238/2013 - (lundi 26.08.13) - Pascal n'est pas d?humeur à me courir après?
Lundi, 26 août 2013 - 238/2013 - Pas d’humeur à me courir après?
Pascal m’avait envoyé quelques messages dimanche, mais rien de palpitants. Je n’y sentais pas assez de ferveur. On aurait dit qu’il le faisait par obligation. C’était de petits coucous, quelques bisous, mais pas de; “vient chez moi, je veux te voir”. Donc, je n’ai rien répondu. Il a laissé la journée passer et le soir, Pascal a commencé à se montrer plus pressant. Je n’ai toujours pas répondu. Ça m’a fait plaisir qu’il essaie de m’appeler, même si là aussi, je n’ai pas répondu.
Lundi, en fin de matinée, rebelote, il a essayé 2 ou 3 fois de me joindre au téléphone. J’avais laissé mon natel sur silence. Le lundi, ma frangine a congé, et elle est à la maison. Ma nièce est toujours en vacances scolaires. Avec du monde à la maison, je n’allais pas lui répondre. On n’aurait pas pu se parler, et je ne voulais pas qu’on m’entende me prendre la tête au téléphone. Je n’aurai pas pu lui dire la moitié de ce que je pensais.

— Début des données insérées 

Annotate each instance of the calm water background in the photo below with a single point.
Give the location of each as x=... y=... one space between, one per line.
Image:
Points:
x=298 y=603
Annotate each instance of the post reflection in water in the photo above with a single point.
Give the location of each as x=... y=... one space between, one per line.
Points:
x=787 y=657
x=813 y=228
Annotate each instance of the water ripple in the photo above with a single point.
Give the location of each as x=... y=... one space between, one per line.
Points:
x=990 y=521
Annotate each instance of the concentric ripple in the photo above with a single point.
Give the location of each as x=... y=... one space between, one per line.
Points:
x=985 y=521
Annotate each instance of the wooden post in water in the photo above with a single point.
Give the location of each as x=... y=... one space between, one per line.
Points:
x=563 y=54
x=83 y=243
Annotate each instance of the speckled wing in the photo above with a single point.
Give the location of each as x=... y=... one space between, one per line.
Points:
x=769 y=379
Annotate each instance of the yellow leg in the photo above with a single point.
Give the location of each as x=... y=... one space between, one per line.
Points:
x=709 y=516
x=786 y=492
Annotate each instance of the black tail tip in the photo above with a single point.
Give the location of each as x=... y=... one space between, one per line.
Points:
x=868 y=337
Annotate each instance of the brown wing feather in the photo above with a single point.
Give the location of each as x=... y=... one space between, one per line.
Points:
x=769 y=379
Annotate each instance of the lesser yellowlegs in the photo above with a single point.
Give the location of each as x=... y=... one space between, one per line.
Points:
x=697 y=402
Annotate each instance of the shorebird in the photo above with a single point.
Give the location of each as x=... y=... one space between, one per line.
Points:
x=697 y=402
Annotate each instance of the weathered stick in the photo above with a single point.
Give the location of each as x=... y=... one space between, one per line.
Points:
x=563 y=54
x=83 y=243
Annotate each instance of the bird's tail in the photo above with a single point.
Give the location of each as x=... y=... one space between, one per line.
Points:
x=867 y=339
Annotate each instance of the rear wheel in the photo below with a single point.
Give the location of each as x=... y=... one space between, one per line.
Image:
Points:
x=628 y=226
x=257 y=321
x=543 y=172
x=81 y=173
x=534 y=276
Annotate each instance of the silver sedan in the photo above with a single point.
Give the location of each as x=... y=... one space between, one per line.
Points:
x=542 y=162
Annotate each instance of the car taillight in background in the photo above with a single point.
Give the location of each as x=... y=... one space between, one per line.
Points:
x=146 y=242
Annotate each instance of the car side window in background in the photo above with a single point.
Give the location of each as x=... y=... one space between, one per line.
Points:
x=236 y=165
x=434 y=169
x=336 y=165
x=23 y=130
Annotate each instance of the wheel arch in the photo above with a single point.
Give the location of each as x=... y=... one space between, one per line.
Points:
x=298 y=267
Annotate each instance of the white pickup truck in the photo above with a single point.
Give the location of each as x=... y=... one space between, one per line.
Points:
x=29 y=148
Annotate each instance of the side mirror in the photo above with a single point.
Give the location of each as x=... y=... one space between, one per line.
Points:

Ça m’a aussi fait méchamment plaisir de le sentir s’affoler; “Pourquoi tu ne réponds pas? Tu es fâchée? Pourquoi?. Rappelle moi. Parle moi”. Le message qui m’a fait le plus sourire était; “Dis Jane, je ne suis pas vraiment d’humeur à te courir après, alors rappelle-moi”. S’il était pas d’humeur, et moi donc! Par contre, je lui ai juste répondu; “Et bien, moi non plus!”. Sans bisous, sans je t’aime.
Ça m’a rappelé les messages amoureux que Caroline lui envoyait. Je me suis sentie un peu minable. Franchement, à sa place, j’aurai une nette préférence pour Caroline, pas pour moi, que je trouverais des plus chiantes.
Je n’aurai jamais dû lui répondre, ça l’a rendu fou. Il a insisté me demandant de le rappeler pour qu’on parle. Voyant que je ne le rappelais pas, il a essayé au moins une bonne dizaine de fois. Moi, j’avais le souper en famille, alors mon natel dormait tranquillement sur silence dans ma chambre.
J'ai lu ses messages après mon souper, mais je n’ai pas répondu. Pascal a continué a essayé jusque vers 1h du matin. L’heure à laquelle il avait peut-être dû se coucher. Contente de voir qu'il semblait avoir des difficultés à trouver le sommeil. Vers 1h30, il m’a encore envoyé un dernier message, après c’était le silence radio. Pascal me disait que son père avait voulu lui parler, ça l’avait beaucoup préoccupé, alors il s’excusait s’il avait semblé absent ces derniers temps. Il aurait préféré m’en parler de vive voix que de m’écrire ça dans un sms.
Quel idiot… Ça n’excusait rien. Il avait été plus qu’absent. Il avait carrément fait passer les autres avant moi. Il avait donné la priorité à un tas de choses, mais pas à moi. Moi, l’idiote qui lui avait donné le feu vert pour partir en week-end avec une autre femme. Je n’arrivais pas à lui pardonner son comportement.